Including Age in our model, \(Y \sim N(\mu,\theta_0+\theta_1X)\): Again I am expecting to have a positive correlation, since more older people get and more education they have, we can expect more income inequality.
#Log likelihood function with age for parameter standard deviation
ols.lf2_With_Age <- function(param) {
mu <- param[1]
theta <- param[-1]
y <- as.vector(turnout$income)
x <- cbind(1, turnout$educate, turnout$age)
sigma <- x%*%theta
sum(dnorm(y, mu, sigma, log = TRUE))
}
mle_ols2_with_Age <- maxLik(logLik = ols.lf2_With_Age, start = c(mu = 1, theta0 = 1, theta1 = 1, theta2 = 1),method='BFGS')

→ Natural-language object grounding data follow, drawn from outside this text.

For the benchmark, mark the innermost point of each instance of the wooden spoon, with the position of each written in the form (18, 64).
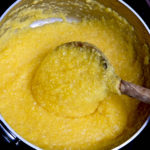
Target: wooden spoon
(127, 88)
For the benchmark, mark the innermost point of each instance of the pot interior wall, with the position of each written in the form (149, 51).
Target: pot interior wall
(76, 10)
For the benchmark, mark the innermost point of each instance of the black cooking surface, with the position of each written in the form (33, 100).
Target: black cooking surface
(142, 142)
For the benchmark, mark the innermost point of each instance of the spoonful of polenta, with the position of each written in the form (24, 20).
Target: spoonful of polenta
(75, 77)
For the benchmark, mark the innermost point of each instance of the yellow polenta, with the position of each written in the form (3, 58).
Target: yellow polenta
(33, 81)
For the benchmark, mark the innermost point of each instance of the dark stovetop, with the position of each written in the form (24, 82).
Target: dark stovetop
(142, 142)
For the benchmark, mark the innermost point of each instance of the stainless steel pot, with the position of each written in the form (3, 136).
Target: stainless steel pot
(74, 12)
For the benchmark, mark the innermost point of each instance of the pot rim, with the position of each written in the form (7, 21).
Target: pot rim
(116, 148)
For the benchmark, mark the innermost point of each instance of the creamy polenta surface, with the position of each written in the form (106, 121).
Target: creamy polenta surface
(38, 85)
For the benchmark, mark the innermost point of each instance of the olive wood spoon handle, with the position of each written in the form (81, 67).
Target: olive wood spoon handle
(135, 91)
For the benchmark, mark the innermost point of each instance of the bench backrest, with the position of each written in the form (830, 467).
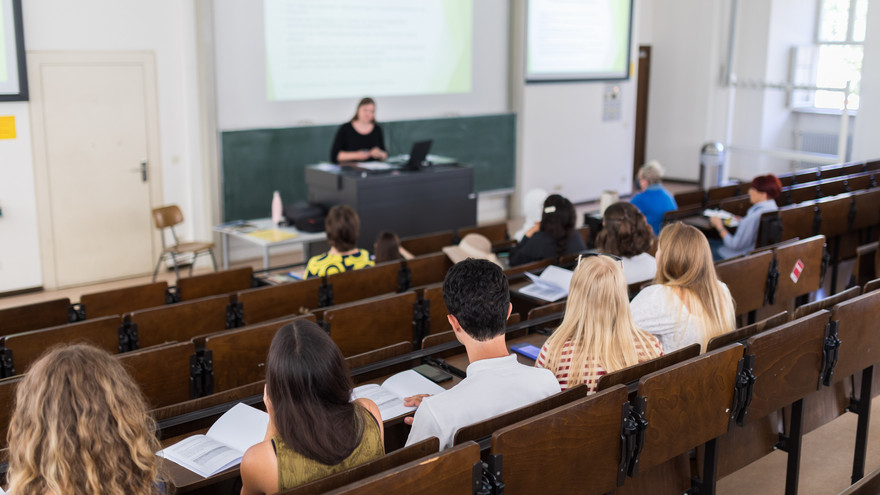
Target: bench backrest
(119, 301)
(371, 324)
(268, 303)
(180, 322)
(34, 316)
(212, 284)
(28, 346)
(161, 372)
(571, 449)
(447, 473)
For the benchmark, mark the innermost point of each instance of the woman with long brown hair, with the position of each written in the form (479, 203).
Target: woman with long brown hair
(80, 425)
(687, 304)
(597, 334)
(314, 428)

summary(mle_ols2_with_Age)
--------------------------------------------
Maximum Likelihood estimation
BFGS maximization, 150 iterations
Return code 0: successful convergence
Log-Likelihood: -4843.15
4 free parameters
Estimates:
Estimate Std. error t value Pr(> t)
mu 3.555011 0.069193 51.378 < 2e-16 ***
theta0 0.362114 0.204550 1.770 0.0767 .
theta1 0.133349 0.010756 12.398 < 2e-16 ***
theta2 0.017507 0.002852 6.139 8.32e-10 ***
---
Signif. codes: 0 *** 0.001 ** 0.01 * 0.05 . 0.1 1
--------------------------------------------
From the result, we can see that y-intercept is \(0.362\), which is people with zero education and age expected there income’s standards deviation of \(0.0175\). From \(\theta_2\) value, we associate that an increase of one year in Age with a standard deviation of income by \(0.0175\) controlling for Education. Moreover, \(\theta_1\) value is still positive. Therefore, I can say that my hypothesis is right that as people get older and more educated income inequality increase.
newdata <- subset(turnout,select=c(age, educate,income))
# Creating Four Catecory for Education
newdata$educate[newdata$educate>= 9 & newdata$educate <15]<- "Intermediate Education"
newdata$educate[newdata$educate >= 15 & newdata$educate <= 20 ]<- "Higher Education"
newdata$educate[newdata$educate>= 4 & newdata$educate<= 8]<- "Some Education"
newdata$educate[newdata$educate< 4]<- "Little Education"
ggplot(newdata) +
aes(x = age) +
aes(y = income) +
facet_wrap(~ educate, scales = "free_y", nrow = 2) +
geom_smooth(col = "grey30")+
ylab("INCOME")+
xlab( "AGE") +
labs(title = "Income Patterns for Different Education Level Throughout Different Age")+
theme_bw(base_size = 13)
From the patterns of income, we can see that people with little education make significantly make less money from the people with higher education. Therefore, the positive correlation of education and income is visible here. When comes to age, we see that people in different age group make the most money in there early age and people with at least some education income started to go down once they are over 60 since they started to retire. This might explain week negative correlation between income and age. If we filter out people over sixty-five, we most likely see a positive correlation between income and age. Only exception is people with low education. Their income increase after their retirement that may cause by the social welfare they receive in the old age.